Budget

La découverte de la rigueur

Quelques centaines de chefs d'entreprise réunis par le Centre des jeunes dirigeants attendent Jacques Delors, ce samedi 12 juin 1982, dans le décor douillet du casino de Deauville. Mais beaucoup pensent que le ministre ne viendra pas. Il doit être en effet dans l'après-midi à Bruxelles pour négocier avec ses homologues européens les conditions de la dévaluation du franc.

Finalement, le ministre de l'Économie se présente. Devant une salle médusée, il annonce un « petit électrochoc » qui sera suivi d'une « cure de rigueur ». L'objectif à atteindre est déjà désigné : moins de 10 % d'inflation en 1982 ; 8 % en 1983.

L'an I de l'expérience socialiste s'achève. L'an II sera celui de la rigueur. Laurent Fabius a la charge de traduire cette nouvelle direction dans le budget de 1983.

Pour l'élaboration du budget précédent, le gouvernement avait accepté sans trop d'hésitations les projections économiques les plus roses. La reprise se manifesterait, pensait-on, au plan mondial dans le courant de l'année 1982. La seule hardiesse devait consister à l'anticiper. Le budget de 1982 fut donc bâti sur une hypothèse de croissance de 3,3 % pour l'économie française. Le résultat final excède à peine 1,7 %.

Prudence

Pour 1983, les mêmes experts entrevoient à nouveau le bout du tunnel. Le rapporteur général du budget à l'Assemblée nationale note ainsi que « l'espoir de reprise modérée se fonde sur l'évolution favorable des termes de l'échange entre l'OCDE et les pays producteurs d'énergie et de produits de base, sur la réduction des rythmes d'inflation et sur le retour à des balances de paiement plus équilibrées ».

Les mêmes causes n'engendrent pas forcément les mêmes effets. L'optimisme pour 1982 avait engendré un budget euphorique. Mais l'optimisme, à peine nuancé, pour 1983 inspire donc un budget prudent.

Entre-temps, l'électrochoc du 12 juin a produit son effet au sein du gouvernement, où le « clan des réalistes » — comme aiment à le désigner ceux qui s'en réclament — impose ses vues.

De fait, la gauche française n'a pas le choix, face à des partenaires occidentaux goguenards et aux nombreux dangers provoqués par le différentiel d'inflation. Il lui faut montrer qu'elle peut, elle aussi, réussir une politique de rigueur.

Règle d'or

Le seuil fatidique des 100 milliards de F que l'on craignait par-dessus tout pour le déficit budgétaire et pour le commerce extérieur est, dans les deux cas, évité de justesse dans l'exécution de la loi de finances 1982. Pour le budget 1983, le président de la République assigne un objectif absolu au gouvernement : que le taux des prélèvements obligatoires n'excède pas 3 % du PIB.
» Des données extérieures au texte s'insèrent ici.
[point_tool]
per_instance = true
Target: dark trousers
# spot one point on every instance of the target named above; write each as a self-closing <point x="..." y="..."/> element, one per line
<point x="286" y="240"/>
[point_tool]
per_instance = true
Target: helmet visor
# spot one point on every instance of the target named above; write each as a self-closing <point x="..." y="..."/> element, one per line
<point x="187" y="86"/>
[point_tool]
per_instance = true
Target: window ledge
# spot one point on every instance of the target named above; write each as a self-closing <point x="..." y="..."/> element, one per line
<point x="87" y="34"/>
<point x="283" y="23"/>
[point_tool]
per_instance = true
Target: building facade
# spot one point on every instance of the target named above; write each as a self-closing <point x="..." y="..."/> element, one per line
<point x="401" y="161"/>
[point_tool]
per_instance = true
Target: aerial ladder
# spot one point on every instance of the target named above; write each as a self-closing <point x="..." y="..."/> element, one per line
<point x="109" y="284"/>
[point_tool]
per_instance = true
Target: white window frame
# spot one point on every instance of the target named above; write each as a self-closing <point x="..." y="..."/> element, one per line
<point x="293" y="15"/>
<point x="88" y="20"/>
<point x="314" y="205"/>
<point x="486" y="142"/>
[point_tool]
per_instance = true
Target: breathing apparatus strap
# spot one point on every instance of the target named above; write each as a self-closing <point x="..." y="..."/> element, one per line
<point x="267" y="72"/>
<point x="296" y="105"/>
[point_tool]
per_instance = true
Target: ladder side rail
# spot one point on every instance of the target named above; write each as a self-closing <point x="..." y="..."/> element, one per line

Au-delà de cette règle d'or, il s'agit pour Laurent Fabius de « casser les enchaînements inflationnistes ». La loi de finances devra donc s'inscrire dans la logique de la sortie du blocage des prix et des salaires.

Les hypothèses économiques qui sous-tendent ce budget sont donc nettement plus modestes que l'année précédente. Le taux de croissance prévu pour 1983 se limite à 2 %. La consommation des ménages ne doit augmenter que de 1,6 % (contre 2,3 % dans le budget de 1982). Le pouvoir d'achat est promis quant à lui, à une augmentation très modique (0,9 %).

L'année sera donc relativement austère. Son budget peut difficilement ne pas l'être. Avant la dévaluation, les services du ministère travaillaient sur des hypothèses d'accroissement des dépenses publiques de l'ordre de 16 %.

Après une première révision en baisse, le chiffre finalement retenu est de 11,8 %, soit 881,3 milliards de F. Mais les recettes augmentent sensiblement moins vite : 10 %, soit 766,1 milliards de F.

Le déficit (117,8 milliards de F) reste finalement inférieur à 3 % du PIB, ce qui le situe à un niveau très proche de l'Allemagne fédérale et très loin de certains de nos partenaires, comme les Pays-Bas (6,4 %) ou, a fortiori, la Belgique et l'Italie.

Au total, il s'agit, selon Laurent Fabius, de « dépenser mieux avant de dépenser plus ». L'opposition ne manque pas de se gausser de ce virage, dont elle conteste la portée. Le secrétaire général du RPR, Bernard Pons, accuse le gouvernement d'avoir « scandaleusement truqué » ce budget, tandis que des experts travaillant pour l'ancien Premier ministre Raymond Barre dénoncent « de multiples artifices de présentation qui faussent la comparaison avec le budget de l'année précédente ».